23 septembre 2020

Retour au chasseur-cueilleur ?

Au lieu d’encourager les Kabyles à délaisser définitivement leur art de vivre artisanal ancestral et les inciter plutôt à procéder à leur révolution industrielle en développant leur économie par l’adoption de techniques modernes favorisant la production industrielle de masse (ce qui les pousserait à créer leurs propres labels par exemple) ; au lieu de mettre à nu le tribalisme, lequel, de tous temps, a été un frein aux investissements ; au lieu d’apprendre aux Kabyles à s’ouvrir au tourisme, et à embrasser les énergies renouvelables, etc., des voix s’élèvent et demandent à ce que chaque Kabyle aille cultiver sa terre… dans son coin !

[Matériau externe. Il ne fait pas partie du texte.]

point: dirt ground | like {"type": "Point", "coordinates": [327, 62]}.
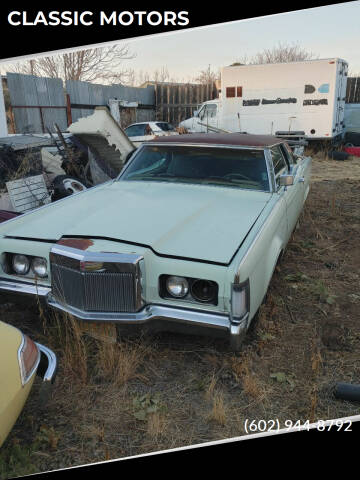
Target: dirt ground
{"type": "Point", "coordinates": [141, 395]}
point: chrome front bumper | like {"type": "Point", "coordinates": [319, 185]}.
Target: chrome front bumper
{"type": "Point", "coordinates": [154, 317]}
{"type": "Point", "coordinates": [48, 364]}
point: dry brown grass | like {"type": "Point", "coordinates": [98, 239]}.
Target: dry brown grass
{"type": "Point", "coordinates": [119, 363]}
{"type": "Point", "coordinates": [218, 411]}
{"type": "Point", "coordinates": [156, 426]}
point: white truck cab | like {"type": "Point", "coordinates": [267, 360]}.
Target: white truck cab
{"type": "Point", "coordinates": [304, 98]}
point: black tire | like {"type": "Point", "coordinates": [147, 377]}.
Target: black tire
{"type": "Point", "coordinates": [64, 186]}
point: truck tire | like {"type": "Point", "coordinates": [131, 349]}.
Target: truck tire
{"type": "Point", "coordinates": [64, 186]}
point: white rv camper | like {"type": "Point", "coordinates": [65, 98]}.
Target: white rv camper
{"type": "Point", "coordinates": [298, 99]}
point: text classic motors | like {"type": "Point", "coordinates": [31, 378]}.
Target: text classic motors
{"type": "Point", "coordinates": [87, 18]}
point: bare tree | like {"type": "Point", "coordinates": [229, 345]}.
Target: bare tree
{"type": "Point", "coordinates": [93, 64]}
{"type": "Point", "coordinates": [207, 76]}
{"type": "Point", "coordinates": [281, 53]}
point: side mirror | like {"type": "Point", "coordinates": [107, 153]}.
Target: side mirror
{"type": "Point", "coordinates": [286, 180]}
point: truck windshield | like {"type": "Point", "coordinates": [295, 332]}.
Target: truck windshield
{"type": "Point", "coordinates": [239, 168]}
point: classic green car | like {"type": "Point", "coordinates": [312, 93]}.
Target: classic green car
{"type": "Point", "coordinates": [20, 360]}
{"type": "Point", "coordinates": [187, 237]}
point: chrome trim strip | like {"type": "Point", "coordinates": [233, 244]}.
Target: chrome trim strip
{"type": "Point", "coordinates": [24, 380]}
{"type": "Point", "coordinates": [90, 256]}
{"type": "Point", "coordinates": [26, 288]}
{"type": "Point", "coordinates": [49, 375]}
{"type": "Point", "coordinates": [149, 313]}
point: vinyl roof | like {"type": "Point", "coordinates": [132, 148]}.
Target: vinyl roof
{"type": "Point", "coordinates": [235, 139]}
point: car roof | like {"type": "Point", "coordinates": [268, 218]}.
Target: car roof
{"type": "Point", "coordinates": [146, 123]}
{"type": "Point", "coordinates": [235, 139]}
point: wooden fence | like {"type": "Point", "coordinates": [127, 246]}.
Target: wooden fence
{"type": "Point", "coordinates": [176, 102]}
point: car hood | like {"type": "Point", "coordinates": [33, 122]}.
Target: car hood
{"type": "Point", "coordinates": [193, 221]}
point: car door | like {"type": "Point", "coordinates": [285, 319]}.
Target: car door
{"type": "Point", "coordinates": [293, 194]}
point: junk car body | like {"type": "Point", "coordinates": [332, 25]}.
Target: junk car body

« Ce n’est que comme cela que nous allons survivre à la chute du pétrole. »

Un appel à la résurgence du mode de vie primitif « chasseur-cueilleur » !

Une incitation à conserver les premières méthodes de subsistance de l’espèce humaine. Un retour à l’âge de pierre. Au-delà de la stupidité du recours à ces mœurs archaïques, que faire avec ces Kabyles qui ne possèdent pas de terres ? Est-ce que les sols arables kabyles sont en mesure de satisfaire et nourrir toutes les bouches ? Qu’en-est-il des semences ? Ces terres censées être dans “l’indivisibilité”, sans compter le sang qu’elles risquent de faire couler entre « Tadartois », on en parle ? Normalement, avant que ces gens aient l’audace de proposer quoi que ce soit, il faudrait déjà qu’ils puissent recourir à un dispositif de recensement, antérieurement établi, des ressources et richesses naturelles dont dispose la Kabylie. Chose qu’ils n’ont jamais faite.

La Suisse, l’Allemagne, la Chine, le Japon et autres pays développés, n’ont jamais eu de pétrole… et pourtant, ils nous ont dépassés. Grâce à quoi ? Grâce à L’UNIFICATION de leur peuple autour d’un bien collectif sacré : la nation, et non pas la tribu.

Grâce au savoir, et surtout, grâce à la science !

Si Henry Ford était resté dans son coin à cultiver sa terre, il n’y aurait jamais eu la FORD T.
Si les Dubaïotes voulaient faire comme les Kabyles – ne vivre que comme leurs ancêtres – ils n’auraient jamais transformé un désert en un paradis surmonté de gratte-ciels.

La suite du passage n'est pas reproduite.